The aim here is to predict the PremiumPrice based on the provided features. We split the data using Age (stratified) to make sure the Age distribution stays similar in both the train and test sets. Then, we use the feature-engineered data to see how well the models perform.

## Imports

In [1]:
import os
import sys
parent_dir = os.path.abspath(os.path.join(os.getcwd(), os.pardir))
sys.path.append(parent_dir)

In [2]:
import warnings
import numpy as np
import pandas as pd

from sklearn.preprocessing import StandardScaler
from sklearn.model_selection import train_test_split
from sklearn.linear_model import LinearRegression
from sklearn.tree import DecisionTreeRegressor
from sklearn.ensemble import RandomForestRegressor, StackingRegressor, VotingRegressor
from sklearn.ensemble import GradientBoostingRegressor
from sklearn.pipeline import Pipeline
from sklearn.compose import ColumnTransformer

import xgboost as xgb

import mlflow

from src.utils import r2_and_adjusted_r2_score as score, root_mean_squared_error as rmse
from src.mlflow_util import setup_mlflow_experiment as setup_exp

warnings.filterwarnings('ignore')

## Read Data

In [3]:
processed_data_dir = os.path.join(parent_dir, 'data', 'processed')

In [4]:
df = pd.read_csv(os.path.join(processed_data_dir, 'insurance_feature_engineered_for_model.csv'))
df.head()

Unnamed: 0,Age,Diabetes,BloodPressureProblems,AnyTransplants,AnyChronicDiseases,Height,Weight,KnownAllergies,HistoryOfCancerInFamily,NumberOfMajorSurgeries,PremiumPrice,MajorSurgeryDone,BMI
0,45,0,0,0,0,155,57,0,0,0,25000,0,23.725286
1,60,1,0,0,0,180,73,0,0,0,29000,0,22.530864
2,36,1,1,0,0,158,59,0,0,1,23000,1,23.634033
3,52,1,1,0,1,183,93,0,0,2,28000,1,27.770313
4,38,0,0,0,1,166,88,0,0,1,23000,1,31.934969


## MLFlow Setup

In [5]:
exp_name = 'Premium Prediction - stratified by Age - Engineered Features'
exp_description = '''The goal is to predict the PremiumPrice based on the given features.
Data is splitted using the Age feature to ensure that the distribution of Age is similar in both train and test sets.
Feature engineering is done to create new features like BMI and MajorSurgeryDone
'''

experiment = setup_exp(exp_name, exp_description)

experiment_id = experiment.experiment_id

mlflow.set_experiment(experiment_id=experiment_id)

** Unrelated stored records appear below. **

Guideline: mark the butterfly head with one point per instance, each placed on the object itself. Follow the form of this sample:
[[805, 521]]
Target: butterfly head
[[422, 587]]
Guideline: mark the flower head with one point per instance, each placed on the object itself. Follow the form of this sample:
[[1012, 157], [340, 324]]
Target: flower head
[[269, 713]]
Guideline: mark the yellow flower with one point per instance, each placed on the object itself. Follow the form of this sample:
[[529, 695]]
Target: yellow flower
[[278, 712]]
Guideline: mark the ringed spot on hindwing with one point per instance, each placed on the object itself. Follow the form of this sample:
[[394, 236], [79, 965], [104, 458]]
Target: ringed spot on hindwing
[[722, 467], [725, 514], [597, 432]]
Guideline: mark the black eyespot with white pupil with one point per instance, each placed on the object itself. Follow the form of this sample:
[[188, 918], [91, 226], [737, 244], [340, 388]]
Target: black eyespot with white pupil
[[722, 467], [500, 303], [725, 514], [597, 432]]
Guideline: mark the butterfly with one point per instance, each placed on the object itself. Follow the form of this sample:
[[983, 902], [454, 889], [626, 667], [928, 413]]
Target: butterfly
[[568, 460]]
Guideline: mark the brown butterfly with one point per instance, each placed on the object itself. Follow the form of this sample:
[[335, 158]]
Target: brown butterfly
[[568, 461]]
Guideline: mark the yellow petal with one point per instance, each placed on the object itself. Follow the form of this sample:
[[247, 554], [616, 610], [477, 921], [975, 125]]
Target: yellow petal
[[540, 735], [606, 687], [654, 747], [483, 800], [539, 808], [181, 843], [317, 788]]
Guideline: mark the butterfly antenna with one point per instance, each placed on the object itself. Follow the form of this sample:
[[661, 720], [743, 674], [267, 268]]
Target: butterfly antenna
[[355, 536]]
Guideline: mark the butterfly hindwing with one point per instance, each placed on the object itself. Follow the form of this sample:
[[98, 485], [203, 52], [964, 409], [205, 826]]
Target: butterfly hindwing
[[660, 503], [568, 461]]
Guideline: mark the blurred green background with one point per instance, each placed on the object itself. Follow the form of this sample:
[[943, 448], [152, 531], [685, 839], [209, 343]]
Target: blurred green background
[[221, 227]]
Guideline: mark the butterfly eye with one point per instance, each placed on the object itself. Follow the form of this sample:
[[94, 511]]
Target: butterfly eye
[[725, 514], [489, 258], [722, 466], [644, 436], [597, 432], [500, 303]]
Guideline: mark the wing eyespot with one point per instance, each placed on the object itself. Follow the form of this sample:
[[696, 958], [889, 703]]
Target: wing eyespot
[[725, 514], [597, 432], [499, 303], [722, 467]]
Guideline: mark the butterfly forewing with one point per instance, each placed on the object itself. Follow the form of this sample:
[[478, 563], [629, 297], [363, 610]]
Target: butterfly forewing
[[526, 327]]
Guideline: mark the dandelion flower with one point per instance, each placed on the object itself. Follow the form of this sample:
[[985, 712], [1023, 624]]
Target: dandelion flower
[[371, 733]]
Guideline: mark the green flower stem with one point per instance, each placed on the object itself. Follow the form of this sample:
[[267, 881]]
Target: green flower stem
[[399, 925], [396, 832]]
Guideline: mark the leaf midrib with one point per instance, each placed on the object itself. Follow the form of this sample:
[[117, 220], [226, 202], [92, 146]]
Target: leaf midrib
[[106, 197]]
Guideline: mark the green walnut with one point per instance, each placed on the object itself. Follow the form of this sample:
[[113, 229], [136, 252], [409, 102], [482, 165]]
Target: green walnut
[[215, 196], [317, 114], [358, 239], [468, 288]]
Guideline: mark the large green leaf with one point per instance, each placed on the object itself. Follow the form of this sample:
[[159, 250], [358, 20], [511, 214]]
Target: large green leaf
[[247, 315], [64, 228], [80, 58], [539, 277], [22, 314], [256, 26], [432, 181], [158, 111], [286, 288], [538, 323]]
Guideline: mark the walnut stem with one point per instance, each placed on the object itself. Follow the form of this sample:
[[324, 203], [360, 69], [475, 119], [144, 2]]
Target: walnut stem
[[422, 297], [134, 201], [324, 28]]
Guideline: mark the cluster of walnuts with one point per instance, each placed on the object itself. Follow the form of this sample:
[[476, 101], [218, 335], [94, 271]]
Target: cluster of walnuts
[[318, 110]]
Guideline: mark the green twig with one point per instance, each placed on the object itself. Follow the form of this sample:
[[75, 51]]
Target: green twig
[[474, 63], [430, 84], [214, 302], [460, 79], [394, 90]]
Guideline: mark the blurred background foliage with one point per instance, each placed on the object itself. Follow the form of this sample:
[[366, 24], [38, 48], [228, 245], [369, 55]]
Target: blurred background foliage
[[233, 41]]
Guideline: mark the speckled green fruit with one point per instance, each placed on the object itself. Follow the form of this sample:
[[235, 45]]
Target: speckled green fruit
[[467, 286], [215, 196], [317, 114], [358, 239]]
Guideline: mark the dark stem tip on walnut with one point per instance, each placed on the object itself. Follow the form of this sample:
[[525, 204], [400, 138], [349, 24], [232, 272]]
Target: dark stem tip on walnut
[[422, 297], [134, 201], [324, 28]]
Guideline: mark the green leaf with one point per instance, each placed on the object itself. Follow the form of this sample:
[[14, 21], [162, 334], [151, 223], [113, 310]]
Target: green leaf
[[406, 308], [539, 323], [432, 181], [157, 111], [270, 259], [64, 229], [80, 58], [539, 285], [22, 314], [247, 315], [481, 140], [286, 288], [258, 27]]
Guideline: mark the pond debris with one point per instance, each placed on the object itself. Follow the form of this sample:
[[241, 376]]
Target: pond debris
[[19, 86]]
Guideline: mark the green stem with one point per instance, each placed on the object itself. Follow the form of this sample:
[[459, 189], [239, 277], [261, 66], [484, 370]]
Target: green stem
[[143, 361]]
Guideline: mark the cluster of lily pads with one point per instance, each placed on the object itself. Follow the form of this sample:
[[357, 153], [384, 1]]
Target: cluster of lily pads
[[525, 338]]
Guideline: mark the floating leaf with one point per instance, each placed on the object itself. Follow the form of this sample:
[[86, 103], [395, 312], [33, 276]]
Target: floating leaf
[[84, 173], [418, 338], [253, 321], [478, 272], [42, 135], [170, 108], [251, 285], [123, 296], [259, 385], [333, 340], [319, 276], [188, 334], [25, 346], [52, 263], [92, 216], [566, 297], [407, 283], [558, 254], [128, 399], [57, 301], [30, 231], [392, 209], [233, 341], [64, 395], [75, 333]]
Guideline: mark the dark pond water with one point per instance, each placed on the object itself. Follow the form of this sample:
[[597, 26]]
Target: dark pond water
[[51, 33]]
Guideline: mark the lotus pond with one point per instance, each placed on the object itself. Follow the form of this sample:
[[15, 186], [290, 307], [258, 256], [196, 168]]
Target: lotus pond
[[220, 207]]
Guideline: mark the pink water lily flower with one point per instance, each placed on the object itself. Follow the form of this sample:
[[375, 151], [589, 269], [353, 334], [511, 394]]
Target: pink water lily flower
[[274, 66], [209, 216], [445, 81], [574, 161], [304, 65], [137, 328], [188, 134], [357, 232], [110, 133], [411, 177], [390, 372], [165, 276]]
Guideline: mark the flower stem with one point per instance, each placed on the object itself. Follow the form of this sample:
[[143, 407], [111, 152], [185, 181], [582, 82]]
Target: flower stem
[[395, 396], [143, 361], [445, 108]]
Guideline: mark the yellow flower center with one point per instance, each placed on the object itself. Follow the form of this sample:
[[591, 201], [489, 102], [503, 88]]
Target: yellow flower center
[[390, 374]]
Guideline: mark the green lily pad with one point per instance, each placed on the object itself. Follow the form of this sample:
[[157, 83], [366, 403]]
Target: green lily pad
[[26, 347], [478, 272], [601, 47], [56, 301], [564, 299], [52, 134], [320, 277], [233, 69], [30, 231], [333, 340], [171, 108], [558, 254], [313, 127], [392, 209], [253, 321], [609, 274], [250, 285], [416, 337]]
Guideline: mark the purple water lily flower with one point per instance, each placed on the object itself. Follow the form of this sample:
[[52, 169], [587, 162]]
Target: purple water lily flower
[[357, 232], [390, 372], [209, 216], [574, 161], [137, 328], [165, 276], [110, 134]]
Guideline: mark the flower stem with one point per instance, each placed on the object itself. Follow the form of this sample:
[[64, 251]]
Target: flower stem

<Experiment: artifact_location='file:///Users/wasimmujawar/Projects/Insurance-Price-Predictor/mlruns/710435938879440631', creation_time=1737139253236, experiment_id='710435938879440631', last_update_time=1737139253236, lifecycle_stage='active', name='ZZZ - Premium Prediction - stratified by Age - Engineered Features', tags={'mlflow.note.content': 'The goal is to predict the PremiumPrice based on the '
                        'given features.\n'
                        'Data is splitted using the Age feature to ensure that '
                        'the distribution of Age is similar in both train and '
                        'test sets.\n'
                        'Feature engineering is done to create new features '
                        'like BMI and MajorSurgeryDone\n'}>

## Model selection

### Train Test Split

We have seen in EDA, that there is a significant difference in the premium price for different age and bmi category, we will try to split the data using both age and bmi category as stratum parameter and observe the models performance

In [6]:
bins = [0, 18.5, 24.9, 29.9, 34.9, np.inf]
labels = ['Underweight', 'Normal weight', 'Overweight', 'Obesity Class 1', 'Obesity Class 2/3']

bmi_category = pd.cut(df['BMI'], bins=bins, labels=labels, right=False)

In [7]:
age_bins = [18, 25, 40, 55, np.inf]
age_labels = ['Young Adult', 'Adult', 
              'Middle Aged Adults', 'Senior']

age_category = pd.cut(df['Age'], bins=age_bins, labels=age_labels, right=False)

First lets split the data using age category

In [8]:
X_train, X_test, y_train, y_test = train_test_split(df.drop(columns=['PremiumPrice']), df['PremiumPrice']
                                                    ,stratify=age_category, test_size=0.2, random_state=42)

### Linear Regression

In [9]:
numeric_columns = ['Age', 'Height', 'Weight', 'BMI']
binary_columns = ['Diabetes', 'BloodPressureProblems', 'AnyTransplants', 'AnyChronicDiseases', 'KnownAllergies', 'HistoryOfCancerInFamily', 'MajorSurgeryDone', 'NumberOfMajorSurgeries']

preprocessor = ColumnTransformer([
    ('scaler', StandardScaler(), numeric_columns),
    ('passthrough', 'passthrough', binary_columns)
])

pipeline = Pipeline([
    ('preprocess', preprocessor),
    ('regressor', LinearRegression())
])

with mlflow.start_run(run_name="Linear Regression"):
    pipeline.fit(X_train, y_train)
    
    y_train_pred = pipeline.predict(X_train)
    y_test_pred = pipeline.predict(X_test)
    
    rmse_train = rmse(y_train, y_train_pred)
    rmse_test = rmse(y_test, y_test_pred)
    
    signature = mlflow.models.infer_signature(X_train, y_train_pred)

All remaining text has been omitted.